Construction and Working of Optical Fibres

Optical fibres are made from two different types of materials that have different values of refraction index. The core of the optical fibre has a high refractive index, and this is where the light is transmitted through to the destination, and this is done by total internal reflection. The core is surrounded by an outer layer called cladding, which has a lower refractive index value. Light rays can travel very long distances and can be used to transmit data. But since light rays tend to travel in straight lines, they cannot be employed in data transmission unless this setback is overcome. Optical fibres, using the phenomenon of total internal reflection, keep the light rays contained between the cores.
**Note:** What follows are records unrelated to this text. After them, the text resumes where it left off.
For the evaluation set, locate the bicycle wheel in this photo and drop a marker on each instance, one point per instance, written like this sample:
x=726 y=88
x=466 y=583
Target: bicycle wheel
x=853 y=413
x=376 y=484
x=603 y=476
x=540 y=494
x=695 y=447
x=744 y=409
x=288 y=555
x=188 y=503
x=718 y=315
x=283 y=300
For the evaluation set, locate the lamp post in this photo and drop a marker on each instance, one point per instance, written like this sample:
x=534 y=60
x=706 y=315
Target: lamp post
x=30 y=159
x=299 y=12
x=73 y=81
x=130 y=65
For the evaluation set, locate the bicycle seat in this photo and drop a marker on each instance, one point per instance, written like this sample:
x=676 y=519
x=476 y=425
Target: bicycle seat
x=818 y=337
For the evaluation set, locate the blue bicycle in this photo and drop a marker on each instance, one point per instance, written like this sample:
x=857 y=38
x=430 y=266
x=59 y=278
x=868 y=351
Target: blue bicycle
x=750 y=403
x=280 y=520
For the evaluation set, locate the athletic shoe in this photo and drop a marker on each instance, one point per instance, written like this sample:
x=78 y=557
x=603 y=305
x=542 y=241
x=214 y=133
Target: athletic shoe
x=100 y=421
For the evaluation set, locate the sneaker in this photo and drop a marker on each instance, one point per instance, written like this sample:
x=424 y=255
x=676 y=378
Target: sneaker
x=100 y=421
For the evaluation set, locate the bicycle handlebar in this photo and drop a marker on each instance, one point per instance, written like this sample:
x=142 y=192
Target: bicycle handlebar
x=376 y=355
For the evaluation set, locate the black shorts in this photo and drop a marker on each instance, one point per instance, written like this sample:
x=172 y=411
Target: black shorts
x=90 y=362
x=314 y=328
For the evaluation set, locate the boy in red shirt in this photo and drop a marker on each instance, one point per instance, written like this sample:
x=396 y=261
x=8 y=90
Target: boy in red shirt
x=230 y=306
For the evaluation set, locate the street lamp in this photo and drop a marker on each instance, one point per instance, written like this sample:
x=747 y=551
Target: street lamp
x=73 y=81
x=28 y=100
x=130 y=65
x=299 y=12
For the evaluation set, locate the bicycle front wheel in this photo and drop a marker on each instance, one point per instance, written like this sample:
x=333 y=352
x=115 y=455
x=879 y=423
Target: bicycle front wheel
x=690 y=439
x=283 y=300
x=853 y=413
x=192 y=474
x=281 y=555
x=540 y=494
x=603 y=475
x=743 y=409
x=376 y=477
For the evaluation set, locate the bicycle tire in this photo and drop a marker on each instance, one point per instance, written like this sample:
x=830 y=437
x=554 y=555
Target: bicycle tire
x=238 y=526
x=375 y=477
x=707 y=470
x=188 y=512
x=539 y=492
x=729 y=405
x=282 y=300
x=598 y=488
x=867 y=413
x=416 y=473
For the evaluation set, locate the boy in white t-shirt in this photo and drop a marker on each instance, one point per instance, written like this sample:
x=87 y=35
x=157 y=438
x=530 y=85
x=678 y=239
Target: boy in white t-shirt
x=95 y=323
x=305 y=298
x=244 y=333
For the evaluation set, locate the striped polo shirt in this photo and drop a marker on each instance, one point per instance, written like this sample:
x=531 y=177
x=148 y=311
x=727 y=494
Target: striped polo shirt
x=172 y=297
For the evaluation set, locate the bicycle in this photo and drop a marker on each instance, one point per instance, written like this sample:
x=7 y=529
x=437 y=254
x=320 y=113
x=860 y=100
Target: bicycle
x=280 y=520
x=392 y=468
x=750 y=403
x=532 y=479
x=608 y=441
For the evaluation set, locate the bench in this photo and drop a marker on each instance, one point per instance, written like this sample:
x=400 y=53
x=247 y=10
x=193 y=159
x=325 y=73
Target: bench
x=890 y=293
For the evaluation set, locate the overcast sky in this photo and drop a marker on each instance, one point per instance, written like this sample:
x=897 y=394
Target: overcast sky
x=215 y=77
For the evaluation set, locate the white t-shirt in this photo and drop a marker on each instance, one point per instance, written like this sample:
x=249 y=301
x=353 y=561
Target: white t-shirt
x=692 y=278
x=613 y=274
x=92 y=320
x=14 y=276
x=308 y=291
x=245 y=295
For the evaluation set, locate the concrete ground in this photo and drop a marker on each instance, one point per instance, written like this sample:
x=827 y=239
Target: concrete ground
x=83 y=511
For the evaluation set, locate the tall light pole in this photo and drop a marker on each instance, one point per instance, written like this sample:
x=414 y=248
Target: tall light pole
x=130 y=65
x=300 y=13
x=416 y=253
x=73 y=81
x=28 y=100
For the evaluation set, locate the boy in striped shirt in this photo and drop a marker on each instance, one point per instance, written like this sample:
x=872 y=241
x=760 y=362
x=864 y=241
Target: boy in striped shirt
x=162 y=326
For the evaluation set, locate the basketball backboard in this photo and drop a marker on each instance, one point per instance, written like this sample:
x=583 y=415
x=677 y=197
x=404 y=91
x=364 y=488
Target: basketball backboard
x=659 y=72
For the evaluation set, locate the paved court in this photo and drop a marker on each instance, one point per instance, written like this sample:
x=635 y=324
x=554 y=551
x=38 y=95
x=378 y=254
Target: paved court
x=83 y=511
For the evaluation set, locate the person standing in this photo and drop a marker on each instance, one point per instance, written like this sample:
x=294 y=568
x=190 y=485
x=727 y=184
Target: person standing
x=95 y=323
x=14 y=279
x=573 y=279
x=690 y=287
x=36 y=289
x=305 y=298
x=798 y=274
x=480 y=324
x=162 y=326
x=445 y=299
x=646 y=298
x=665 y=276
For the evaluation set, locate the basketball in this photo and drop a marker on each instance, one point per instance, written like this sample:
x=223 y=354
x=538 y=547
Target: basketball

The highly reflective surface of the core lets the light rays continuously bounce between its walls with negligible loss and transmits the data to the destination. The components of a typical fibre optics cable are given below.

  • Transmitter – The transmitter is the source that produces the light signals and encodes them, making it suitable for transmission.
  • The core of the optical fibre – The core is the middle, essential part of an optical fibre, where the light signals are carried through to the destination.
  • Cladding of the optical fibre – Cladding is the protective covering found around the core of the optical fibre to protect it against wear and tear and just damages in general.
  • Optical receiver – The optical receiver is found at the destination of the optical fibre, and this is the device that decodes the transmitted light signal and makes it usable for the intended purpose.
  • Optical regenerator – The optical regenerator is an essential instrument necessary in the case of long-distance data transmission. As the name suggests, optical regenerators help in making up for any losses incurred during data transmission.

Uses of Optical Fibres

Owing to their superior advantages, optical fibres are used in a variety of different fields.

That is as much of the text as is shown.